The GMA predicts an individual patient score according to their comorbidity and complexity. The higher the GMA score, the greater the individual’s medically complex conditions. This scoring is used to stratify the population for the purposes of health planning17,18. It is more accurate and yields less variability than other health risk tools, such as Clinical Risk Group (CRG)18. Information on comorbidity and complexity to construct GMA was gathered from the Catalan Health Surveillance System (CCHS) database, for present and previous years, and so on.
A clinical complexity stratification has been established according to GMA percentiles (50% very low risk, 75% low risk, 85% moderate risk, 90% high risk, 99% very high risk, 99,5% extreme risk).
Those in the top 0.5% based on GMA score (5,950 children) were selected as CMC population since: 1) this is the level of highest complexity proposed by the GMA; 2) previous studies in Catalonia found that 0.3% of the population were CMC13; and 3) concordance with the prevalence of CMC in other population studies19. The 99.5% of the rest of the children, the non-CMC population, were used as a comparative group.
Data
We used two main sources of data:
The central registry of insured persons (Catalan acronym RCA) was used to obtain the reference population (as of January 1, 2016), their income level, employment status, and Social Security benefits.
The CCHS database, for clinical purposes, includes detailed information on sociodemographic characteristics and medical diagnoses at an individual level in all contacts in primary care, emergency, mental health, long-term care services, and pharmacy prescription. It includes the total population of Catalonia, since all citizens are granted universal health coverage.
Variables
Outcome variable:
The principal outcome variable was the different clusters obtained by grouping patients with similar patterns of comorbidity.
Medical diagnoses were obtained through CCHS (coded using the Agency for Healthcare Research and Quality’s Clinical Classification Software (CCS))20 and were considered in order to determine the comorbidities registered from 2014 to 2016 in each CMC child. Only the first diagnosis of each type within each individual was included.
Exposure variable and covariates:
SEP was created on the basis of the employment status, individual income, the receipt of welfare assistance of one of the child’s parents or guardians from de RCA database.
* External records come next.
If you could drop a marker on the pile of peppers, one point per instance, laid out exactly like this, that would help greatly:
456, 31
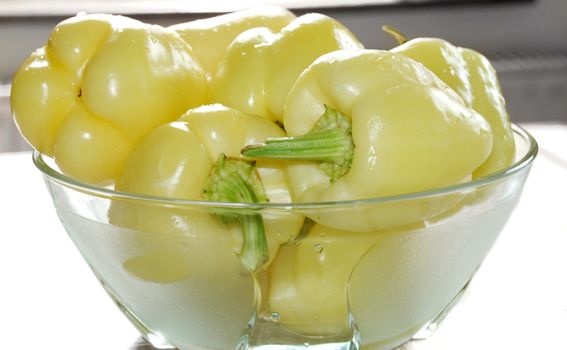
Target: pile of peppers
260, 106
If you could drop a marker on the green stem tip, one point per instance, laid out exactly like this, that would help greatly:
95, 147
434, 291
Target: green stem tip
237, 181
329, 141
395, 33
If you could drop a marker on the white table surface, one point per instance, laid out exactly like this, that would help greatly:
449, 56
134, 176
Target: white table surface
49, 299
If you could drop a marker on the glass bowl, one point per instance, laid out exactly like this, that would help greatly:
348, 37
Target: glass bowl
365, 274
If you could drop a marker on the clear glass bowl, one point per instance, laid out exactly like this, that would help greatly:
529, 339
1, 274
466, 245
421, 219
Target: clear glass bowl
389, 268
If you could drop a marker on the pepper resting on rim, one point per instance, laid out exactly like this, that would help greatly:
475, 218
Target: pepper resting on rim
99, 84
410, 133
472, 76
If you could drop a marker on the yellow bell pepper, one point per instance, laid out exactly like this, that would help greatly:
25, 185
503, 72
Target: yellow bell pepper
198, 158
260, 66
370, 123
99, 84
472, 76
308, 282
210, 37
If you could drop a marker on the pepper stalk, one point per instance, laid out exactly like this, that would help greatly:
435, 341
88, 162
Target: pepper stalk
237, 181
329, 141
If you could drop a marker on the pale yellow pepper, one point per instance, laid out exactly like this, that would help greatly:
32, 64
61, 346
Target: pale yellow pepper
99, 84
260, 66
210, 37
308, 281
472, 76
404, 131
175, 160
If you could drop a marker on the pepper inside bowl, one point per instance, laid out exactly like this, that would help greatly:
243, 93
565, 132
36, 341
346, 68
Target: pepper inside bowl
177, 272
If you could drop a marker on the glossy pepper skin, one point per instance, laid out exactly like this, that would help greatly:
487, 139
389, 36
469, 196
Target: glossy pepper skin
472, 76
210, 37
260, 65
175, 160
99, 84
410, 133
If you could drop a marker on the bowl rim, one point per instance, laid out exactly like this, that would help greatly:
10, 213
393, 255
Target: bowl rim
56, 176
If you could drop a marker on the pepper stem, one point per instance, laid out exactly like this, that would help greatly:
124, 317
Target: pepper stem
398, 36
329, 141
237, 181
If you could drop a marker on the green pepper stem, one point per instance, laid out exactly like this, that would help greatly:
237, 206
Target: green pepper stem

SEP was grouped into three categories: Low (no member of the household employed or in receipt of welfare support from the government, and an income <€18,000/year, considered poverty21); Middle (employed with an income <€18,000); and High (in employment, with income >€18,000).
Age was categorized based on clinical criteria for children’s growth (0–1, 2–4, 5–11, 12–14). Sex was a stratification variable.
Statistical analysis
A descriptive analysis was carried out of both the CMC and non-CMC populations.
Afterwards, in order to determine patterns of pathology in CMC population, diagnoses related to each individual, coded through CCS, were used. Homogeneous groups of patients with similar diseases were identified in CMC population via K-means cluster analysis using the Jaccard similarity index22, as in similar studies23.
Due to the large number of CCS in each individual, only the most disabling ones were selected based on the following criteria23: a prevalence > 0.5%, being five times more prevalent in the CMC than non-CMC, and a median of GMA >5 for the whole population. After this, a joint correspondence analysis was performed before the K-means procedure. CCS with correlations smaller than the median in each dimension were rejected or aggregated with similar24; some were recovered because of their clinical or socioeconomic relevance. In total, 93 of 279 CCS were selected (See Supplementary Table 1, Additional File 1).
The final number of clusters was determined by Calinsky-Harabasz’s criterion25,wich take into account minimum dispersion criteria to evaluate the optimal number of clusters. Each individual belonged to a single cluster. Finally, the clusters identified were interpreted and named under the supervision of a paediatrician. Logistic regression models, adjusted for age, were fitted for all children in Catalonia to test for association between SEP and to be allocated or not to each CMC cluster obtained by sex. Data analysis was conducted using STATA V.14/SE 201426.